Phase One began in 1965 with Medicaid’s inception. Eligibility was initially tied to cash assistance programs like AFDC (Aid to Families with Dependent Children), limiting access based on the belief that only a select few of the poor were worthy of aid.
During the 1970s to the mid-1990s, Phase Two saw significant expansions. As society recognized the need for broader coverage, eligibility grew through various expansions. The program evolved slowly but steadily.
Phase Three arrived in 1996, a pivotal moment. Recognizing that Medicaid was not solely a “welfare” program, Congress redesigned AFDC into TANF, and severed Medicaid eligibility from AFDC/TANF. It was now considered a healthcare program in its own right.

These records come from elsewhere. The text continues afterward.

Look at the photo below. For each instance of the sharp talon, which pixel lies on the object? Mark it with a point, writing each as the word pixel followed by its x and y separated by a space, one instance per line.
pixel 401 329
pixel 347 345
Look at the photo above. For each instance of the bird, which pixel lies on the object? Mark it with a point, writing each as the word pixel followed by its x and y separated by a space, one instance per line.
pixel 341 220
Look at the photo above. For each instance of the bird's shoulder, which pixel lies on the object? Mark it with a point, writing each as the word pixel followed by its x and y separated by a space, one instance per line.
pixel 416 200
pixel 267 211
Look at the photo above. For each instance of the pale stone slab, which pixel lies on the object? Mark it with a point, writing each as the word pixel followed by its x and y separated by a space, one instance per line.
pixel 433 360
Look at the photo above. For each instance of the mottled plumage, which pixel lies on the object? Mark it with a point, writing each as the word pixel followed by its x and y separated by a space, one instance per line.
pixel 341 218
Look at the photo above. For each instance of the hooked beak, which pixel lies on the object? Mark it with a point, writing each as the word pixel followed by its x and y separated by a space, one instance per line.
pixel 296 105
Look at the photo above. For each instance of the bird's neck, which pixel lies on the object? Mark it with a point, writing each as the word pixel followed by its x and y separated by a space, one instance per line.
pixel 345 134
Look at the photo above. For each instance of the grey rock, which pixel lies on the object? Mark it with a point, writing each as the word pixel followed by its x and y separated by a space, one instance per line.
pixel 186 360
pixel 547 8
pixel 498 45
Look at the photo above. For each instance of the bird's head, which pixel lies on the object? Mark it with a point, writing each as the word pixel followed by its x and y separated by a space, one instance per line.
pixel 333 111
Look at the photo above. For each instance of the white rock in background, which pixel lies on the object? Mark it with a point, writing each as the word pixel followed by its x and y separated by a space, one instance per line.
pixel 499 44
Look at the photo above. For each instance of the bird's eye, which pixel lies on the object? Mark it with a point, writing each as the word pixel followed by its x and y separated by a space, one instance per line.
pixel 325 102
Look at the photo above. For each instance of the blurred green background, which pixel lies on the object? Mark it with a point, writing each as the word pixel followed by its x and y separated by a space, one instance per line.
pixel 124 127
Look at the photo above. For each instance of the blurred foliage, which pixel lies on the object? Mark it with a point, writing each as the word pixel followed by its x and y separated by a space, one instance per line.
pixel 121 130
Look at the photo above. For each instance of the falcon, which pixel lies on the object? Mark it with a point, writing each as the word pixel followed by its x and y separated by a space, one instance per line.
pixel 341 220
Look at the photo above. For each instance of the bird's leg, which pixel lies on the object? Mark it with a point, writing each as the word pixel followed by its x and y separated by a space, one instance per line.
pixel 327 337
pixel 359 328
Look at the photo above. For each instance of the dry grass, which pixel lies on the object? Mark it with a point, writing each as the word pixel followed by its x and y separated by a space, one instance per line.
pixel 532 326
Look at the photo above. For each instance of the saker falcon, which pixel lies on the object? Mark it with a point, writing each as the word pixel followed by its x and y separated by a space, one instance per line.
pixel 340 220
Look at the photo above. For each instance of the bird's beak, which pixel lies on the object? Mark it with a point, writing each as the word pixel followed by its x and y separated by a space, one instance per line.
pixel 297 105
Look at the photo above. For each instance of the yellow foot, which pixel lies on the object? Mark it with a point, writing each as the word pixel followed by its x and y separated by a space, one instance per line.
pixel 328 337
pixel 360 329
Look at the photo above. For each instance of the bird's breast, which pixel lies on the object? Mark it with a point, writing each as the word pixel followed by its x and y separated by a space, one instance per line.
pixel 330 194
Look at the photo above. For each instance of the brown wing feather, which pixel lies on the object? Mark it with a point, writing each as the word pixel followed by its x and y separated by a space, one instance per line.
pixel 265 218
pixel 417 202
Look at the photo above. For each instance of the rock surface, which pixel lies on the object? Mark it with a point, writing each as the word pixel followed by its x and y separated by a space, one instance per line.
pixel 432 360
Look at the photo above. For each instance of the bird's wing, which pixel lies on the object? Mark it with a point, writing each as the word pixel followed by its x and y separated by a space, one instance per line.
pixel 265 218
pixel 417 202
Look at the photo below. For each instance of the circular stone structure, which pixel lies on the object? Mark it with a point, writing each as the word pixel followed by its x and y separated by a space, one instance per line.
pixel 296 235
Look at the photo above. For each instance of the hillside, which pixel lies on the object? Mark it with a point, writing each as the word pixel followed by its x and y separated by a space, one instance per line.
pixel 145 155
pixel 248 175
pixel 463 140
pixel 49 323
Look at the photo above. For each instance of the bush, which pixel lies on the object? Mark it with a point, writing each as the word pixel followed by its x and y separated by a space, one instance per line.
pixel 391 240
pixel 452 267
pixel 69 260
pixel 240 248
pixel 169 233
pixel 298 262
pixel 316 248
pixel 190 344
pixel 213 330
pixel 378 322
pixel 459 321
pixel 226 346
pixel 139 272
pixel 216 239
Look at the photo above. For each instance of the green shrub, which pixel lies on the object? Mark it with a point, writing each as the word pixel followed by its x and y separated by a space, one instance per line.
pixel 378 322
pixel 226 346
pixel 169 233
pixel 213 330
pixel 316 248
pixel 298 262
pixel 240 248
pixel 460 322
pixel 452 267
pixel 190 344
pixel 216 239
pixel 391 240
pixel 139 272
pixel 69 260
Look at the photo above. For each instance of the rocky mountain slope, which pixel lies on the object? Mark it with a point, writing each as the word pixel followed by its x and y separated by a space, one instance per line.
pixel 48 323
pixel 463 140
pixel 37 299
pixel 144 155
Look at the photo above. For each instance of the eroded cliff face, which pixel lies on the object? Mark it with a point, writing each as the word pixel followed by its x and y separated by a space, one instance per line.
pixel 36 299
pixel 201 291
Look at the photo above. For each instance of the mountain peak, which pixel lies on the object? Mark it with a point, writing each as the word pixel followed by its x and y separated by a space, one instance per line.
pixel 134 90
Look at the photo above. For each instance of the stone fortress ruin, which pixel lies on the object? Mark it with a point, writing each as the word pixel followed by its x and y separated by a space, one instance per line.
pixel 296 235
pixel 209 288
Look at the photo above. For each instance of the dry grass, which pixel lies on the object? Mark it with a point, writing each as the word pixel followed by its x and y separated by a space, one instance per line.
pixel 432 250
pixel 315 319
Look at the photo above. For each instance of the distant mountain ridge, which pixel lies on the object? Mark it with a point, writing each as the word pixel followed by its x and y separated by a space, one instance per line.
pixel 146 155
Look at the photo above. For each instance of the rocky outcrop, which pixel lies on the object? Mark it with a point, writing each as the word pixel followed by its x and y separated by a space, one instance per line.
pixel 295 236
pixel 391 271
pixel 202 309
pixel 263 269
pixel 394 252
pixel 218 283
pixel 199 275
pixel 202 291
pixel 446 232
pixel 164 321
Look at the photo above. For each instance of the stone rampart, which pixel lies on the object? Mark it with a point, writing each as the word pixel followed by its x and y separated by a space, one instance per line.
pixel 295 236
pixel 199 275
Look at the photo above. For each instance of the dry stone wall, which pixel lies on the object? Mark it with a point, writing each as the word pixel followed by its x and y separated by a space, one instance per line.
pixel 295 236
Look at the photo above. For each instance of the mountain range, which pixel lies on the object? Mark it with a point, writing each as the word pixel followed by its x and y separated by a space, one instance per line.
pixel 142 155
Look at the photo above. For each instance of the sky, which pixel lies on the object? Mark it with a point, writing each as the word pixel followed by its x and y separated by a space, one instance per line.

Phase Four, from 1996 to 2010, witnessed a continuation of expansions, with more groups gaining eligibility. Congress introduced categories like workers with disabilities, and also created the Children’s Health Insurance Program (CHIP) in 1997.

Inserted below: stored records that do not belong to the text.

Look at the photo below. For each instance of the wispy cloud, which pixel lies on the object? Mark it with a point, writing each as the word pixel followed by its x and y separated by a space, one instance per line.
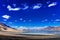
pixel 45 20
pixel 52 4
pixel 12 9
pixel 6 16
pixel 57 20
pixel 37 6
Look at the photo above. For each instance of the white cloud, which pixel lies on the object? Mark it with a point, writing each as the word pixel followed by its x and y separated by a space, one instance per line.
pixel 57 20
pixel 22 27
pixel 5 19
pixel 48 2
pixel 24 20
pixel 26 7
pixel 21 19
pixel 6 16
pixel 10 22
pixel 52 4
pixel 14 5
pixel 37 6
pixel 12 9
pixel 30 20
pixel 44 20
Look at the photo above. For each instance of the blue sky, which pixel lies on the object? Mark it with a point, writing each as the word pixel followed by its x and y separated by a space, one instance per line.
pixel 29 13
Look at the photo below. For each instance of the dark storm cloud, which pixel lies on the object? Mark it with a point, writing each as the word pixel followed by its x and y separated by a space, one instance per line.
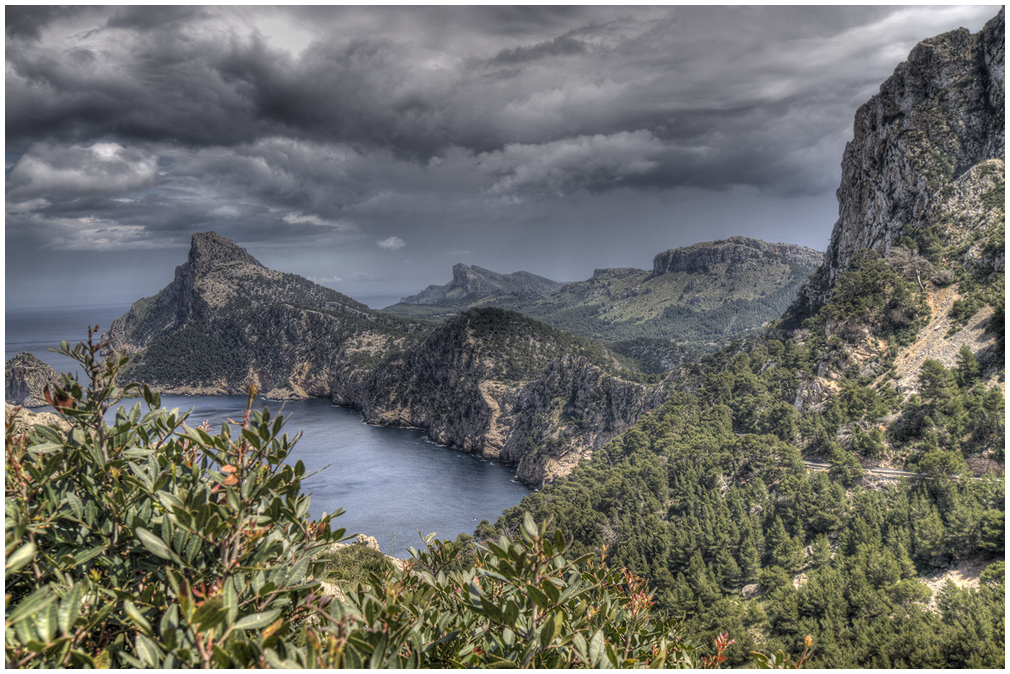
pixel 27 22
pixel 155 17
pixel 385 132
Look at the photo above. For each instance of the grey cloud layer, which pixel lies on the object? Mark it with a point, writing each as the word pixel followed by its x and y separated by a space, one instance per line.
pixel 392 129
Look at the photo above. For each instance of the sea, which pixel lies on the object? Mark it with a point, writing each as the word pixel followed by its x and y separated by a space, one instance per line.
pixel 393 484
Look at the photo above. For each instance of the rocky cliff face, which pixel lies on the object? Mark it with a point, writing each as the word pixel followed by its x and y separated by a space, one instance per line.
pixel 25 377
pixel 923 180
pixel 936 117
pixel 476 281
pixel 483 381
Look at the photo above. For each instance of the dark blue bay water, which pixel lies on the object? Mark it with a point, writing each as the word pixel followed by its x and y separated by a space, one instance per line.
pixel 390 482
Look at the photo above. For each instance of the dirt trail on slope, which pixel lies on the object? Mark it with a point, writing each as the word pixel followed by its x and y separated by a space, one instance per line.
pixel 933 343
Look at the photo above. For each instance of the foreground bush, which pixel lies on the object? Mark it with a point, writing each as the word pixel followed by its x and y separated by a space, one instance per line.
pixel 146 543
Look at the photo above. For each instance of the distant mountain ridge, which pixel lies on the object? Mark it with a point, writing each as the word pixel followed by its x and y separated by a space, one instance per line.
pixel 695 297
pixel 489 381
pixel 469 281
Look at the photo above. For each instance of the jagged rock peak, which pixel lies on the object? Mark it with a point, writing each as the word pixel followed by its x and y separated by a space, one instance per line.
pixel 209 249
pixel 938 115
pixel 703 258
pixel 24 379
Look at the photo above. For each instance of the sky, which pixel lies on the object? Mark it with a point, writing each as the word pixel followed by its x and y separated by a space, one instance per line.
pixel 370 149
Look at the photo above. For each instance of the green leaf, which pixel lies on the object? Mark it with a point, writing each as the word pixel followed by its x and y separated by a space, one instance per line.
pixel 538 597
pixel 156 546
pixel 89 555
pixel 147 652
pixel 209 613
pixel 258 620
pixel 137 617
pixel 70 608
pixel 550 629
pixel 75 504
pixel 596 649
pixel 18 559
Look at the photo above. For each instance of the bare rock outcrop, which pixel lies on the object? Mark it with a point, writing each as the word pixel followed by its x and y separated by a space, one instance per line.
pixel 936 117
pixel 735 251
pixel 25 377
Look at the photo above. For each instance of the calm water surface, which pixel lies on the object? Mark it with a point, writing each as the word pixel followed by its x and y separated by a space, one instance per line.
pixel 390 482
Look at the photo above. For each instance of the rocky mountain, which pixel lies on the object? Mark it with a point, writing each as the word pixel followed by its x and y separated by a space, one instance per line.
pixel 489 381
pixel 935 129
pixel 697 297
pixel 765 485
pixel 923 184
pixel 473 283
pixel 25 377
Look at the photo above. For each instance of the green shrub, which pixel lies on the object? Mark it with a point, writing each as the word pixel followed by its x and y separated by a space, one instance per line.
pixel 146 543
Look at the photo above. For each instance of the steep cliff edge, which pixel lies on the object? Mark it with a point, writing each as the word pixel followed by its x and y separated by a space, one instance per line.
pixel 226 322
pixel 936 117
pixel 912 287
pixel 695 298
pixel 472 283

Phase Five began in 2010 with the Affordable Care Act (ACA) and its Medicaid expansion, a turning point in U.S. healthcare. Congress recognized the need for universal access, adding a new category: “everyone else who has been left out of Medicaid and is poor.” This marked the end of classifications of worthy and unworthy poor.
This leads to Phase Six: the political backlash. A minority has attacked the progress made in Medicaid. The Supreme Court ruled that expansion could not be mandatory for states. However, 41 states and DC have voluntarily expanded it.
Legislative Proposals: Taking Steps Backwards
The House-passed Reconciliation bill, now under Senate consideration, proposes substantial cuts to Medicaid, primarily targeting Medicaid expansion. These include work reporting requirements, doubled renewal demands, the end of incentives for expansion, increased cost-sharing, and a doubling of costs for states with programs covering immigrants. Even more concerning, hospital reimbursement limits may be set lower for expansion states compared to non-expansion states. This approach seeks to diminish expansion.
A poll indicates that two-thirds of Americans want their states to expand Medicaid. Many states have voted in favor of expansion, yet the House is acting in opposition to public opinion.
House leaders, when describing the American population that uses Medicaid, have mentioned “young men who need to be out working instead of playing video games all day.” They discuss Medicaid as “welfare” and “handouts.” They want to bring back the exclusion of poor people they deem “unworthy.” They are attempting to curtail Medicaid expansion by making it difficult to enroll, erecting barriers, and punishing expansion states. The intent is to reverse the progress and return to 1965.
A 2024 study by the Kaiser Family Foundation revealed that Medicaid expansion has led to a significant reduction in the uninsured rate, from 16.1% in 2013 to 11.4% in 2022, showing the positive impact of the ACA’s Medicaid expansion initiative (KFF 2024).
The Future of Medicaid
The ongoing debate will determine whether Congress moves backward or acknowledges Medicaid’s evolution and the American public’s wishes. The choice before policymakers is whether to hinder or support the expansion of healthcare access.